L'Islande a annoncé ce week-end envisager d'arrimer sa devise à la monnaie de référence qu'est l'euro, pour écarter tout risque de surchauffe de son économie, qui a remonté la pente après la crise financière sans précédent de 2008.

Dans un courrier adressé samedi 1er avril 2017 à Reuters, le ministre des Finances islandais Benedikt Johannesson a écrit que l'euro était "la seule option réaliste". Le comité chargé d'évaluer la politique monétaire du pays avait proposé de lier la couronne islandaise à une monnaie de référence, le dollar, la livre sterling ou l'euro.

Dans le Financial Times, Benedikt Johannesson a expliqué ce choix de l'euro, qui pourrait avoir des répercussions positives pour l'UE:

"Si vous voulez arrimer votre devise à une monnaie, il faut le faire avec une monnaie où vous faites des affaires. Une fois que vous avez choisi votre monnaie, cela va aussi changer votre avenir. Vous ferez plus d'affaires avec cette région."

Le ministre des Finances islandais a ainsi donné l'exemple du Danemark qui fait plus d'affaires avec l'Allemagne, depuis que le pays a arrimé sa devise au Deutsche Mark puis à l'euro.

Le parti Renaissance dont fait partie Benedikt Johannesson souhaite aussi relancer la candidature d'adhésion de l'Islande dans l'UE.

Le pays avait présenté sa candidature pour intégrer l'UE en 2009. Cette candidature avait été approuvée par l'UE mais gelée en 2013 suite aux élections législatives islandaises remportées par les deux partis d'opposition de centre-droit, et finalement, officiellement retirée en 2015.

Presque 10 ans après la crise financière de 2008, marquée par l'effondrement du système bancaire, l'Islande renaît de ses cendres avec un taux de croissance de 7,2% enregistrée en 2016, boostée notamment par le tourisme et le dynamisme de sa capitale Reykjavik.

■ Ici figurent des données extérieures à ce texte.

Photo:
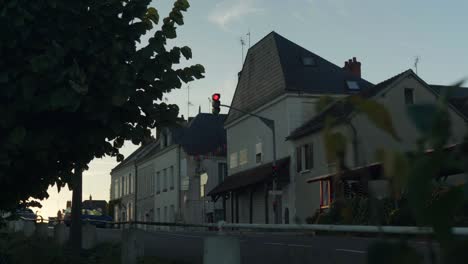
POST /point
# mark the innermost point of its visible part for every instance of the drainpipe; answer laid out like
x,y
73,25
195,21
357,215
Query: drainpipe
x,y
135,182
179,182
355,143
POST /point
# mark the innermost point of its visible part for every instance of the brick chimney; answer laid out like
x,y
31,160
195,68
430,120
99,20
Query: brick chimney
x,y
353,66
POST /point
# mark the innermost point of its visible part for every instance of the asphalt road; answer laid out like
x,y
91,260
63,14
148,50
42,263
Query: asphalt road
x,y
255,247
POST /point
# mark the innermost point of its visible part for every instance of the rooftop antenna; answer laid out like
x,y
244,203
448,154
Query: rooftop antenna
x,y
242,44
188,101
416,62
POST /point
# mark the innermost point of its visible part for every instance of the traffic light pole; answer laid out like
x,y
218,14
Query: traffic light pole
x,y
271,125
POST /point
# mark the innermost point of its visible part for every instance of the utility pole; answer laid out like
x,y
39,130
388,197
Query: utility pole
x,y
271,125
416,62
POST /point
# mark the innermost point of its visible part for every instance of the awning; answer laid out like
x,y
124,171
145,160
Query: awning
x,y
375,170
253,176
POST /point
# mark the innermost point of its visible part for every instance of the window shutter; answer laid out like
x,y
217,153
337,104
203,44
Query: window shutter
x,y
298,159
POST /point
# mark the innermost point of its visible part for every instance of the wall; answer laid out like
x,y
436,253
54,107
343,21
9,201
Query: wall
x,y
370,139
127,198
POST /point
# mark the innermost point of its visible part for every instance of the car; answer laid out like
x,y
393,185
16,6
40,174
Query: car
x,y
26,213
92,216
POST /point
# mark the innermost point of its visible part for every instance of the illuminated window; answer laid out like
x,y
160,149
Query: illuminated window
x,y
203,181
233,160
325,195
243,157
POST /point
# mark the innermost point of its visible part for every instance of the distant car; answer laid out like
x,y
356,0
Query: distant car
x,y
26,213
92,216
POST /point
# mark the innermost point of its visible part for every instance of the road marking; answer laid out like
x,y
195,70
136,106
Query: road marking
x,y
296,245
350,250
275,244
177,235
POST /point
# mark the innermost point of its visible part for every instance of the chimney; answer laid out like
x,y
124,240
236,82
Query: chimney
x,y
353,66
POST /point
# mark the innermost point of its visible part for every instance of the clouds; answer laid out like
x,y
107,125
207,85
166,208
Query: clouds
x,y
229,11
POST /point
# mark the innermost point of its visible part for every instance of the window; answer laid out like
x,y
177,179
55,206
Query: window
x,y
308,61
352,85
243,157
203,181
325,194
222,172
258,153
305,157
116,189
171,175
233,160
130,183
299,159
152,184
130,213
158,182
309,156
164,140
122,181
409,96
164,180
172,214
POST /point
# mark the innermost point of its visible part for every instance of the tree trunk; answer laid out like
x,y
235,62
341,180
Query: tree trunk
x,y
75,230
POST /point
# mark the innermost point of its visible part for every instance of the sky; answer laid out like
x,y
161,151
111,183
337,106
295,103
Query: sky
x,y
386,36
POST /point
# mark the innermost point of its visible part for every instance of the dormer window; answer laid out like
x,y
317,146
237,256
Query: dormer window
x,y
308,61
409,96
164,140
352,85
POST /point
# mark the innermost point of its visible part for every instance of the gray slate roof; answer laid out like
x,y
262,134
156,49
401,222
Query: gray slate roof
x,y
340,109
274,66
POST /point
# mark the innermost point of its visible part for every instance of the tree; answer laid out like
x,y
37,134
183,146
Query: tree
x,y
74,86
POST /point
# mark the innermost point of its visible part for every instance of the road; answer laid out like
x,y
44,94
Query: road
x,y
255,248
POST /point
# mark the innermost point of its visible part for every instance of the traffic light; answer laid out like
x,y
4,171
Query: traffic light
x,y
215,103
275,171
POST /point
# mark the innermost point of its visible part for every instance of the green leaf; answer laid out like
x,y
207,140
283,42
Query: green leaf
x,y
4,77
17,135
153,15
423,116
186,52
377,114
182,5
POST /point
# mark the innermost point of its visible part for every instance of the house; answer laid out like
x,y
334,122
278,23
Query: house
x,y
122,197
364,139
174,171
283,82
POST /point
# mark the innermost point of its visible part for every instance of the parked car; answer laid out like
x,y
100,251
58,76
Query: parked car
x,y
92,216
26,213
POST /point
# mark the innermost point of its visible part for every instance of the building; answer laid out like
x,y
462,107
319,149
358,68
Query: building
x,y
283,82
365,139
122,190
174,171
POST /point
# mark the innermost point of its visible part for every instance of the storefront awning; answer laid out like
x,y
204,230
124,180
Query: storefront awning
x,y
257,175
375,170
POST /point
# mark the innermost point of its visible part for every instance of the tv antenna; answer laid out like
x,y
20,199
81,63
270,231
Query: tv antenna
x,y
188,102
416,62
242,41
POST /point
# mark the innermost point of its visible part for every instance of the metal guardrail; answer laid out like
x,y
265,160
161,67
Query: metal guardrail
x,y
408,230
221,226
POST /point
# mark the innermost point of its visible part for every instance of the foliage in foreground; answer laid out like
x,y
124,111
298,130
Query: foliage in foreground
x,y
14,246
419,195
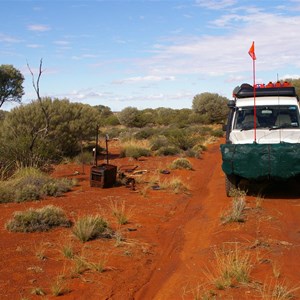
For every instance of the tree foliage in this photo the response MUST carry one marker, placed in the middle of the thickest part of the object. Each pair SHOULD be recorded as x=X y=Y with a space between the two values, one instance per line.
x=69 y=125
x=11 y=80
x=212 y=107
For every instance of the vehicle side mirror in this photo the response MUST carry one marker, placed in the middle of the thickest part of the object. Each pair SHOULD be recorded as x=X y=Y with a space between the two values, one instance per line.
x=231 y=103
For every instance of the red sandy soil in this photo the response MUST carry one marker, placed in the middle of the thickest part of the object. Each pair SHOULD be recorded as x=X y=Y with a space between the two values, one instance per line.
x=168 y=247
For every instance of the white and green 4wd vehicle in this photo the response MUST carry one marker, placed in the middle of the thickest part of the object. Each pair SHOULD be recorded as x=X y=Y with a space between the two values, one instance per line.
x=267 y=147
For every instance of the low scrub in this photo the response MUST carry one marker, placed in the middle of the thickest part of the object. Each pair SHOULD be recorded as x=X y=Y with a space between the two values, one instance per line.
x=32 y=184
x=134 y=150
x=231 y=267
x=175 y=185
x=236 y=212
x=42 y=219
x=90 y=227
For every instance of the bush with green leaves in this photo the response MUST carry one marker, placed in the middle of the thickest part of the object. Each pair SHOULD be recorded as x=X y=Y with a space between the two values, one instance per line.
x=32 y=184
x=84 y=158
x=134 y=151
x=181 y=138
x=42 y=219
x=90 y=227
x=168 y=151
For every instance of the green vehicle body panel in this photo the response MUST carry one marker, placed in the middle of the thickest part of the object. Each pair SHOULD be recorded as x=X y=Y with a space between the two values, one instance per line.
x=261 y=161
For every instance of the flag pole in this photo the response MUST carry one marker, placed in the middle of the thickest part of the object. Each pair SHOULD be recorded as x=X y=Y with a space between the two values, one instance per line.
x=254 y=97
x=252 y=54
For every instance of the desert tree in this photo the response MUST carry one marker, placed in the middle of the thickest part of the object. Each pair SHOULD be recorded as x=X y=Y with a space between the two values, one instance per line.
x=212 y=107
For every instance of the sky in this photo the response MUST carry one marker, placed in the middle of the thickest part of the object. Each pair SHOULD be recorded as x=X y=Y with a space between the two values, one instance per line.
x=148 y=53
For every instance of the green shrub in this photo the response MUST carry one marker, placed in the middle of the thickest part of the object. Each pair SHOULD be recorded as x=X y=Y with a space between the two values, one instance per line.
x=181 y=138
x=167 y=150
x=158 y=142
x=42 y=219
x=84 y=158
x=181 y=163
x=26 y=192
x=134 y=151
x=218 y=133
x=144 y=133
x=31 y=184
x=6 y=193
x=90 y=227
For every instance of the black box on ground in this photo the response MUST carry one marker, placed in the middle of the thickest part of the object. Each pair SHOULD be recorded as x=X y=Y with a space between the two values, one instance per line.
x=104 y=175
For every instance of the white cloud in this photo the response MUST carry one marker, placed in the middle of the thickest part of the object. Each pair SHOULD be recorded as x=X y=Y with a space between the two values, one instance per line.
x=216 y=4
x=61 y=43
x=8 y=39
x=38 y=27
x=276 y=40
x=34 y=46
x=139 y=79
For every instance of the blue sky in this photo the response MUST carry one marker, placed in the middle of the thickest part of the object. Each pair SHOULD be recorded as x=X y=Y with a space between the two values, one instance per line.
x=148 y=53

Cité par le Financial Times, le ministre des Finances islandais a souligné l'importance pour son pays de stabiliser sa monnaie:

"Est-ce que le status quo est intenable? Oui. Tout le monde est d'accord là-dessus. Nous aimerions avoir une politique qui stabilisera la monnaie. Ce n'est pas bon quand une devise fluctue de 10% durant les deux mois depuis que nous sommes au pouvoir."

En effet, l'appréciation de quelque 15% de la couronne islandaise fait craindre un emballement de l'économie susceptible de ruiner les efforts de redressement entrepris depuis la crise financière de 2008.

La semaine dernière, le pays de 332.000 habitants a d'ailleurs levé les dernières mesures de contrôle des changes, ce qui met fin à plus de huit années de restrictions mises en place après l'effondrement des banques pendant la crise de 2008.